Updated | Malta vetoes Irini spending after withdrawing from EU naval mission
Maltese government to inform EC it will no longer provide boarding team to Operation Irini, which is attempting to stop Turkish weapons to Libyan GNA
Malta has formally given notice to the European Commission that will no longer commit any military assets to the EU’s Operation Irini, a naval mission launched to enforce the arms embargo to Libya in a bid to stifle warring parties in the North African country.
The move is a sop to Turkey, which is actively providing weapons to the UN-recognised Government of National Accord (GNA) by sea, in the hope that it will lead to the GNA coming down hard on human traffickers sending out migrants on boat through the Central Mediterranean route.
Malta wants to keep its ports shut to migrants rescued at sea because of the coronavirus pandemic. But the country is also suffering from a lack of a migrant relocation framework that shares the responsibility of rescued people at sea among all EU member states.
Malta has now told the Special Athena Committee it will veto decisions on Operation Irini that concern spending procedures for disembarkation of migrants, port diversions, and the eligibility of drones (unmanned aerial vehicles).
Malta told the committee it is facing an “unprecedented crisis” and disproportionate flows as a result of human smuggling and criminal activities in the Central Mediterranean, citing a 438% increase of arrivals in Malta through this route.
The government said there was had been no tangible support and solidarity from EU partners despite many requests for relocation and for discussions on a permanent solution.

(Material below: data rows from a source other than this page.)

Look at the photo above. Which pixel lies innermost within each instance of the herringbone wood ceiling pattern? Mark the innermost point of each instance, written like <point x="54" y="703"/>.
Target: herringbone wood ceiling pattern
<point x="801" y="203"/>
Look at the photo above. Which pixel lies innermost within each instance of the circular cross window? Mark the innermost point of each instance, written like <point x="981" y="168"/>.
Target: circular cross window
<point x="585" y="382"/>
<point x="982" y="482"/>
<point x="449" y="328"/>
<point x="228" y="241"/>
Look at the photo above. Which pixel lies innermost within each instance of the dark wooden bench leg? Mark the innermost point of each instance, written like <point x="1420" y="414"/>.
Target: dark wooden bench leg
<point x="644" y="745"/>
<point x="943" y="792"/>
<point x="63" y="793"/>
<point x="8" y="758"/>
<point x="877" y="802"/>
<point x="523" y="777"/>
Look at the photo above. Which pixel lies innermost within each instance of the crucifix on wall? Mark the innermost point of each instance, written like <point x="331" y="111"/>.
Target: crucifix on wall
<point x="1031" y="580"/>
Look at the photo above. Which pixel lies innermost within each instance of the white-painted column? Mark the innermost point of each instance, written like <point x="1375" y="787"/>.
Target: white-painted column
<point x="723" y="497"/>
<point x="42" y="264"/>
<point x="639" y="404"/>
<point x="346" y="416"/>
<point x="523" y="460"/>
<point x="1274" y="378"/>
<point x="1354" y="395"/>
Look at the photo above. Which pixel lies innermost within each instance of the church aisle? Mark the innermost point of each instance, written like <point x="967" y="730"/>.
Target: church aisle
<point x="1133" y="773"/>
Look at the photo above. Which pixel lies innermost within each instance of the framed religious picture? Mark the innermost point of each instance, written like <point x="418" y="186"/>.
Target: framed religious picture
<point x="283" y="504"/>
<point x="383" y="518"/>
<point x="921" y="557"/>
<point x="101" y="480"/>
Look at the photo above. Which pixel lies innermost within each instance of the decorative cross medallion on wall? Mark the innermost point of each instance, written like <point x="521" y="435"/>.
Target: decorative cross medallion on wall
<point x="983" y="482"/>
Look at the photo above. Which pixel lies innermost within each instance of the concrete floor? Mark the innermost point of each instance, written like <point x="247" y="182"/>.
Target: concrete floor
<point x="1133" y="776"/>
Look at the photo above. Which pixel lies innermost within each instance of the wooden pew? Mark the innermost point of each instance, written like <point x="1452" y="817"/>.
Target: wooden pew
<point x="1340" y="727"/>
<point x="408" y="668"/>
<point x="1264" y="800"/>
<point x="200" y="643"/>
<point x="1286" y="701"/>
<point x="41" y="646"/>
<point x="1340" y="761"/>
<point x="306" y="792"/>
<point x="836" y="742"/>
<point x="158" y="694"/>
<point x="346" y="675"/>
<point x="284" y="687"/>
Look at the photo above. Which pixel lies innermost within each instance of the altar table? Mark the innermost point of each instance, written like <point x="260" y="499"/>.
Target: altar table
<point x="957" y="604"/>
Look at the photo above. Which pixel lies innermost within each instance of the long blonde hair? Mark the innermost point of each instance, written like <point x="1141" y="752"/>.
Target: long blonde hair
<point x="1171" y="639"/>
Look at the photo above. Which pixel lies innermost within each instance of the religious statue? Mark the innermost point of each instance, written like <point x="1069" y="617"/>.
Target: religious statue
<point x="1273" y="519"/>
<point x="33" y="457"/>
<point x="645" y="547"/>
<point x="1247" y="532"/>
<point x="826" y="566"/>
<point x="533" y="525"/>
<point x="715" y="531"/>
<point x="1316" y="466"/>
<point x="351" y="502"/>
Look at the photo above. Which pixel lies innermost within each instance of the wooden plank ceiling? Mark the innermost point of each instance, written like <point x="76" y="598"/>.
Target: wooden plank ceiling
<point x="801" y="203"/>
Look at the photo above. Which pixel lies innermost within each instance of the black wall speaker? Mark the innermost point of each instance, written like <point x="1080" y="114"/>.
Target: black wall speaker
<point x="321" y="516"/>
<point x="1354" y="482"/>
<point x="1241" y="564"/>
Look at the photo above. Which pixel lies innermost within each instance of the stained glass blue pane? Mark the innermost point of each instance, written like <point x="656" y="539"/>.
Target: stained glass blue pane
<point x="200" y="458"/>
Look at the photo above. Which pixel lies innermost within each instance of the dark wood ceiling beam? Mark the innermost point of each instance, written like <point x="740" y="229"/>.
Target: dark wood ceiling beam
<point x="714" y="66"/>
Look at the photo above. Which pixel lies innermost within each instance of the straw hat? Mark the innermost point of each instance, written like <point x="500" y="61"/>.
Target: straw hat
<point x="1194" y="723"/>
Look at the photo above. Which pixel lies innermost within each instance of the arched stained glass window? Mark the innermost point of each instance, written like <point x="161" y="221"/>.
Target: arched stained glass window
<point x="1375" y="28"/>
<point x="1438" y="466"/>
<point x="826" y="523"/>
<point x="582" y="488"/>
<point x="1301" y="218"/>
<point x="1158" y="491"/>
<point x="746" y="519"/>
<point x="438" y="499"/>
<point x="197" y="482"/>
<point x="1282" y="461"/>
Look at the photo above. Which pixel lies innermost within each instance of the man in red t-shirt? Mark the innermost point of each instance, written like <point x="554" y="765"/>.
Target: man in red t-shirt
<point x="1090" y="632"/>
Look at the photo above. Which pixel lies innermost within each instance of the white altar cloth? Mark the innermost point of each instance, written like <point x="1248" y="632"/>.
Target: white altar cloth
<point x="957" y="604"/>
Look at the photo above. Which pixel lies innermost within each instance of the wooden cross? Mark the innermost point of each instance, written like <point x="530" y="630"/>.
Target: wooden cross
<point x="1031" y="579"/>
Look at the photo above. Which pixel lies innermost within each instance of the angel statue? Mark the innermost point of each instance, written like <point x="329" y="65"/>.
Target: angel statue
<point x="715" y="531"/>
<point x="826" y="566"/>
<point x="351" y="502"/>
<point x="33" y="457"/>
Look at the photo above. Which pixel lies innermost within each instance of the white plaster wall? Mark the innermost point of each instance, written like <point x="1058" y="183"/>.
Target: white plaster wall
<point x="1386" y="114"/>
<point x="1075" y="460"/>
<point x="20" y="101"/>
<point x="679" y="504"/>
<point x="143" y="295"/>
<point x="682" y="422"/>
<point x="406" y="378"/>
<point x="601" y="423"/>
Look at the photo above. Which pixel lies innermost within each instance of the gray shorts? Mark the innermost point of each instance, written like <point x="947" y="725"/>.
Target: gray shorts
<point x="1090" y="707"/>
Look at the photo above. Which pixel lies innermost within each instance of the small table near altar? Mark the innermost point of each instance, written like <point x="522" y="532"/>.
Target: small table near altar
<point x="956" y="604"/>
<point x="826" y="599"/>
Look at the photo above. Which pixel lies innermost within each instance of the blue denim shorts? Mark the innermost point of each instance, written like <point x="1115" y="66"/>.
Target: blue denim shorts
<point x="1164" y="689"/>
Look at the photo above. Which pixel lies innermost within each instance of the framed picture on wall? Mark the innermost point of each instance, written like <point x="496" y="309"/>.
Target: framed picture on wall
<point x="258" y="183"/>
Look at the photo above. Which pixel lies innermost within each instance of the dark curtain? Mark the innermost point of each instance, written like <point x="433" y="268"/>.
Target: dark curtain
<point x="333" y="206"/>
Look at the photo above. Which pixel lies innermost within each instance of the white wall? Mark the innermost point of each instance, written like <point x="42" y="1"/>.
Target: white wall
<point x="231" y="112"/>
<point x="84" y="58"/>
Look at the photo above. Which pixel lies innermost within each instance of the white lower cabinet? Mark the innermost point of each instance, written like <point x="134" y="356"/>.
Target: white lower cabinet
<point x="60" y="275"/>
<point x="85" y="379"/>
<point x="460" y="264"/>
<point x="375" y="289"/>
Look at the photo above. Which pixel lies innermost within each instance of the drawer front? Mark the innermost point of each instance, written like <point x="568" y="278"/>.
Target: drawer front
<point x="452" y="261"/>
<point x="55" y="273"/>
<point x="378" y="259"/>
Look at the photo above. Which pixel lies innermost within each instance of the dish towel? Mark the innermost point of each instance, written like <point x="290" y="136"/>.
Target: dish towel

The newly launched EUNAVFOR MED Irini disproportionately affects the GNA, whose weapons are mostly supplied by Turkey by sea, because it has little impact on the GNA’s rival, military commander Khalifa Haftar, whose Libyan National Army receives supplies by air and land across the Libya-Egypt border, as well as from the United Arab Emirates. These are harder to track, and impossible for Irini to intercept.
Malta’s rapprochement with Turkey continued this week with foreign minister Evarist Bartolo meeting the Turkish ambassador in Valletta, while Home Affairs Minister Byron Camilleri has started informal talks with Turkish national defence minister Hulusu Akar, in a bid to build serious bridges with Turkey and ‘unsettle’ the EU’s big member states.
The first three months have seen a 400% increase in migrant arrivals in the Central Mediterranean but close to nil in the Eastern side of Libya, which is blockaded by EU vessels.
The operation’s commander is assigned to Italy and Greece every six months alternatively. Initially, the operation will have three vessels contributed by France, Greece and Italy, one Maltese boarding team and three directly assigned patrol aircrafts Germany, Luxembourg and Poland, and the same number of vessels and aircraft in associated support.
The Greek government is itself inimical to Turkish military interests, and France supports the strongman ambitions of Khalifa Haftar, making Malta’s move unsettling to the EU.
Irini could indeed fuel more fighting and undermine Europe’s credibility as an honest broker, because the operation stops mainly weapons from Turkey to the GNA and not Haftar’s backers Egypt and the UAE.
Egypt and the UAE have backed Haftar for many years, and more recently Russia has also provided him with support. Turkey only recently began backing the GNA with military assistance in exchange for a controversial maritime agreement that divides up much of the Eastern Mediterranean between Turkey and Libya.
And this has angered Greece, which is logistically running Operation Irini, because it cuts into its Exclusive Economic Zone around Crete.
It also means Irini could strengthen Haftar’s relative position. In fact, it could encourage him not to halt the siege of Tripoli or agree to a ceasefire. It also fails to put any pressure on Egypt or the UAE to restrain him at a time when the coronavirus pandemic spreads through Libya.
Further adding intrigue to the mix is that France supports Haftar because they see the strongman as a guarantee of stability in the region against terrorists. Turkey’s support of the GNA also has meant that Greece and Cyprus are turning towards Haftar, because their ultimate aim is to prevent Turkey from having influence in the Eastern Mediterranean.